E Juric guarda anche avanti: “Sì, qui vorrei aprire un ciclo. Per ora non l’abbiamo fatto” SERIE A. La vigilia della sfida di Bergamo

Botta e risposta con Ivan Juric. Alla vigilia della sfida all’Atalanta e al suo “maestro” Gasperini. “Gasperini mi ha insegnato tutto, ha portato l’Atalanta ad una dimensione fantastica.
Dopo la sconfitta col Liverpool ho sentito commenti vergognosi da parte di ex calciatori, invece è andato a Liverpool a vincere due a zero, con lo stesso modulo dell’andata. Ha creato un mostro. A Verona non ci sono le condizioni per pensare di diventare come l’Atalanta, e non possiamo nemmeno pensare di diventare più forti dello scorso anno, ne parlavo anche con Tony: quando trovi giocatori affidabili non è facile sostituirli, non ci sono paragoni, la vedo difficile”.

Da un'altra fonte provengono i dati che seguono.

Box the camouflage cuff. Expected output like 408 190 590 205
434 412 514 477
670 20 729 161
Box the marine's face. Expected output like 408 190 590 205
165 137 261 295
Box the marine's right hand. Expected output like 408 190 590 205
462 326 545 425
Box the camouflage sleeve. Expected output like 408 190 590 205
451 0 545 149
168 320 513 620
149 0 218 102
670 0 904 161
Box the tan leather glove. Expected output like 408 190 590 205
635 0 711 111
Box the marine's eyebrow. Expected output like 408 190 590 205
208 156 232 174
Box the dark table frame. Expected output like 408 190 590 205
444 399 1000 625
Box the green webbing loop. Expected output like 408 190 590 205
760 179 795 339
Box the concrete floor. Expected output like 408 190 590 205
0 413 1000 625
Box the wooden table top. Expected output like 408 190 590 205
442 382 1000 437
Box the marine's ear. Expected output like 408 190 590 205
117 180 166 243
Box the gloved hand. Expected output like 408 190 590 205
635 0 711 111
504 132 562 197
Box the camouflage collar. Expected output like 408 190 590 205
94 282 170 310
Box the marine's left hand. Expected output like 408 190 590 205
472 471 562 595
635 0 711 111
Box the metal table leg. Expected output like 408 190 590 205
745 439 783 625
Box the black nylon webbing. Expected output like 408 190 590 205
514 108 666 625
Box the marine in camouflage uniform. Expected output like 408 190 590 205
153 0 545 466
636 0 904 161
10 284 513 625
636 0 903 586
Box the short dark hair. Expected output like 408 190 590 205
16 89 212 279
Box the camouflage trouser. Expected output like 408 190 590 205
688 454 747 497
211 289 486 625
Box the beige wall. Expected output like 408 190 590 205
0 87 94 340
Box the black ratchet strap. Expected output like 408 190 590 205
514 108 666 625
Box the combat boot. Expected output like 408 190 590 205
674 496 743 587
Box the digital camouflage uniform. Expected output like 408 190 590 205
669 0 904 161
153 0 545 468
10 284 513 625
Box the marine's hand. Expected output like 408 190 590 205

Il merito più grande di Gasp? E il suo, forse Kumbulla?
“Il merito più grande di Gasp è che non sono mai andati via i giocatori più forti, solo giocatori che potevano essere sostituiti. Con Kumbulla non penso di aver fatto un lavoro spettacolare: gli ho detto cinque cose, abbiamo lavorato bene, ma penso ad esempio di aver fatto meglio con Empereur. Marash è andato da solo”.

Domani ritrova Pessina. Sente di avergli fatto fare quel salto in più, o lo mette al livello di Kumbulla?
“Non mi voglio togliere meriti: ho fatto un bel lavoro, sicuramente il tuo modo di allenare va bene per loro, però sono intellettualmente fortissimi. Basta dire due cose, non devi spendere molto tempo. Specialmente a livello emotivo, gli dici una cosa e loro la fanno. Sono felice per Matteo, mentalmente mi era molto vicino”.
Un ricordo personale su Maradona?
“È stato il mio primo idolo. C’è grande tristezza, è inspiegabile”.
Perché è inspiegabile?
“È inspiegabile il mio sentimento nei suoi confronti, perché piangi. Questo per me è inspiegabile. Non è stato un esempio umano, ma è inspiegabile il mio attaccamento nei suoi confronti, perché ti ha regalato emozioni che nessuno ti ha mai regalato. La notizia ti sconvolge, mi sembrava fosse morto un fratello, o un padre”.

Si è mai chiesto come lo avrebbe allenato?
“Con il tempo comincio ad apprezzare i giocatori tecnici, che cambiano le partite. Poi è normale che sono pochi quelli come Diego: è fuori dal coro, fa cose incredibili. Non ho mai pensato a questa cosa, perché non c’è uno così. Con Gasp guardavamo Messi: Guardiola strutturava tutto in un modo, e poi arrivava palla a Messi. Non c’era anarchia, ma un’organizzazione. Forse per questo faceva meno bene con l’Argentina. O forse perché non è Maradona”.
“Qual è il suo obiettivo a Verona?
“Volevo aprire un progetto e non l’abbiamo aperto. Non è mai tardi, perché io sto da Dio qua, abbiamo migliorato molte cose a livello organizzativo. Se riusciamo a partire allora sarebbe bello stare qui il più a lungo possibile. Vedere Salcedo fare una partita come l’altra sera è una grande gioia per un allenatore, ma mi piacerebbe anche fossero giocatori nostri, non in prestito. Allora parliamo di progetto, altrimenti parliamo di un altro anno in cui dobbiamo salvarci”.